Pour ce professeur d’Universités, l’essentiel n’est pas la polémique entre les acteurs politiques autour de cette question mais plutôt de s’asseoir ensemble et voir si déjà des signes avant coureurs de ce crime imprescriptibles se présentent encore dans le pays. Dans tous les pays où le génocide a été consommé, ces signes se présentent avant et sont scientifiquement vérifiables à travers le pays.
Evariste Ngayimpenda a souligné que dans l’entre temps, les partis politiques de l’opposition qu’ils soient parlementaire ou extraparlementaire ne convergent pas sur la dynamique politique actuelle. Le pouvoir de Bujumbura ne voit pas d’un bon œil la société civile surtout parce qu’elle prend souvent position contre certaines tares de la gouvernance dont le pouvoir est dans la plupart des fois responsable.
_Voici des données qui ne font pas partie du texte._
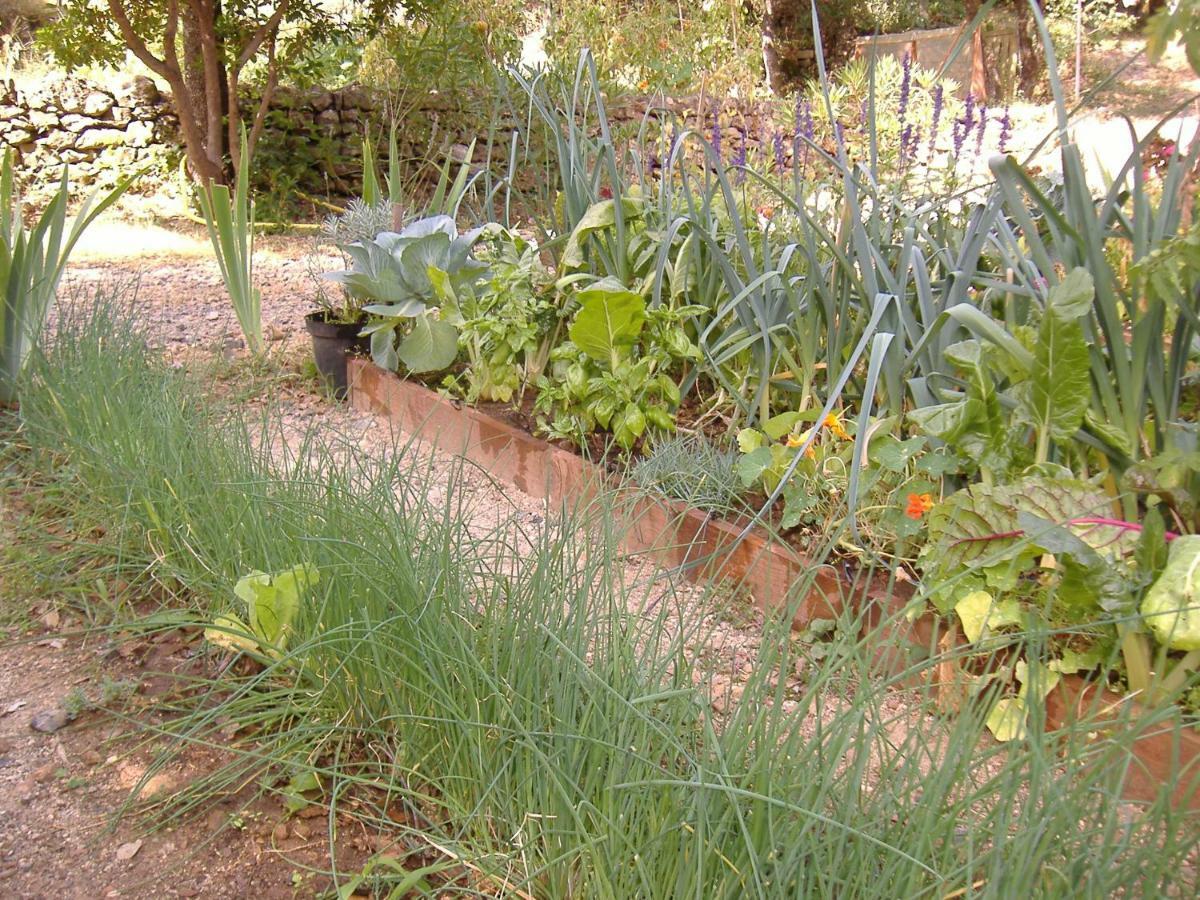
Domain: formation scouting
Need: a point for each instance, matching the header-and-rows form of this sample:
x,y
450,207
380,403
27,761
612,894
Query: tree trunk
x,y
769,51
199,29
1029,59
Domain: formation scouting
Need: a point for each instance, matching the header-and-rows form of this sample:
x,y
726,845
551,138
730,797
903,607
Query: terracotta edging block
x,y
671,533
677,535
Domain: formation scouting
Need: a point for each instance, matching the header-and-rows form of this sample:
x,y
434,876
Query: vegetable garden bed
x,y
706,547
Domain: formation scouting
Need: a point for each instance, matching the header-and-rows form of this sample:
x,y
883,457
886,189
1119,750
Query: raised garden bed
x,y
706,547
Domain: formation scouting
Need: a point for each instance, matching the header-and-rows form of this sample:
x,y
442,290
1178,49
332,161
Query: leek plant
x,y
229,219
31,265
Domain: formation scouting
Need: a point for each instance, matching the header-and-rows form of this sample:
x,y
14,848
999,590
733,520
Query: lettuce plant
x,y
271,605
508,323
616,370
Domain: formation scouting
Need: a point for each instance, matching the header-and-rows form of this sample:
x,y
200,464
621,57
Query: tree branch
x,y
268,29
273,79
137,45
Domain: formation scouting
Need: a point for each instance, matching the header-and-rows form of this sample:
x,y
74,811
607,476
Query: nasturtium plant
x,y
271,605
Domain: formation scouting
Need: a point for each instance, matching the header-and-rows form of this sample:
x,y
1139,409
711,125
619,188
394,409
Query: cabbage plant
x,y
401,277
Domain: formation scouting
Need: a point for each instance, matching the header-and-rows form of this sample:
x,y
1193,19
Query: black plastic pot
x,y
330,343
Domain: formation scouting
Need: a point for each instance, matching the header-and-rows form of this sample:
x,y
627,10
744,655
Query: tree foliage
x,y
202,48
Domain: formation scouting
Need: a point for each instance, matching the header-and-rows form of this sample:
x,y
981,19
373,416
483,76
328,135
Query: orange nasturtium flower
x,y
795,441
918,505
833,423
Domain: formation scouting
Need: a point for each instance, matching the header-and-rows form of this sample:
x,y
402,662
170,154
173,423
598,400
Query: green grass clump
x,y
511,701
693,469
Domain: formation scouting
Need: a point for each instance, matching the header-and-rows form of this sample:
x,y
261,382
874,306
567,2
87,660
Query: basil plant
x,y
394,276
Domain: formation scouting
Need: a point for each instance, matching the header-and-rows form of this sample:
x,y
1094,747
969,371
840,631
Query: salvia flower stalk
x,y
936,119
1006,130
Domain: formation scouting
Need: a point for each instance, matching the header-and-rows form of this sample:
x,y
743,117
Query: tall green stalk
x,y
229,220
31,265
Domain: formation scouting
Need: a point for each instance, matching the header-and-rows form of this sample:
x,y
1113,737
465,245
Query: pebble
x,y
49,720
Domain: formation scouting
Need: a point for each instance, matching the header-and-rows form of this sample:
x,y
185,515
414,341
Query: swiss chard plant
x,y
508,322
618,369
1020,393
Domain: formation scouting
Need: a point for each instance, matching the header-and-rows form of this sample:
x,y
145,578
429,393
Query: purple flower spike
x,y
1006,130
913,143
905,89
963,126
739,161
982,129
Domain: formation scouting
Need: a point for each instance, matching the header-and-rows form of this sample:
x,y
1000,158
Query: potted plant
x,y
336,325
407,283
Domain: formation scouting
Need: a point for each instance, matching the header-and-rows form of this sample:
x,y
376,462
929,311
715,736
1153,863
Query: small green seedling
x,y
271,603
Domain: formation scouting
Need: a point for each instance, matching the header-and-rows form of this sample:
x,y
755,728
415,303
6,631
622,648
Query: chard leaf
x,y
610,317
1059,390
981,613
430,346
1171,606
598,216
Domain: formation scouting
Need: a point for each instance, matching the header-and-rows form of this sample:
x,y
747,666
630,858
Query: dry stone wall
x,y
105,131
102,132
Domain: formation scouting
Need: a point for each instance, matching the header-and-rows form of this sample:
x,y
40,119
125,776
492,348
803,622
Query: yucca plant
x,y
31,264
229,219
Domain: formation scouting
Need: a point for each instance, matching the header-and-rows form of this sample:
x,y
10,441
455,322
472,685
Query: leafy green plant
x,y
453,671
229,220
508,323
394,277
31,265
1042,387
615,371
1140,329
271,605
La communauté internationale n’apprécie pas aussi certains aspects de la gouvernance qui lacunaire en occurrence les pratiques de corruptions de violations des droits de l’homme de l’absence de débat contradictoire dans ce pays et autres dans lesquels sont à tort ou à raison citées les autorités du pays. Par ailleurs, a encore une fois souligné, Evariste Ngayimpenda l’Accord d’Arusha prévoit la mise en place de deux conseils nationaux chargés de la prévention de crime de génocide au Burundi mais ils restent toujours attendus, plus de 10 ans déjà.
Si volonté politique il y a, les acteurs politiques devraient s’entendre avec la communauté sur la mise en place d’une commission indépendante des experts pour étudier la question. Ce faisant, Evariste Ngayimpenda estime les Burundais et le Burundi seraient aussi prévenues de ce crime imprescriptible.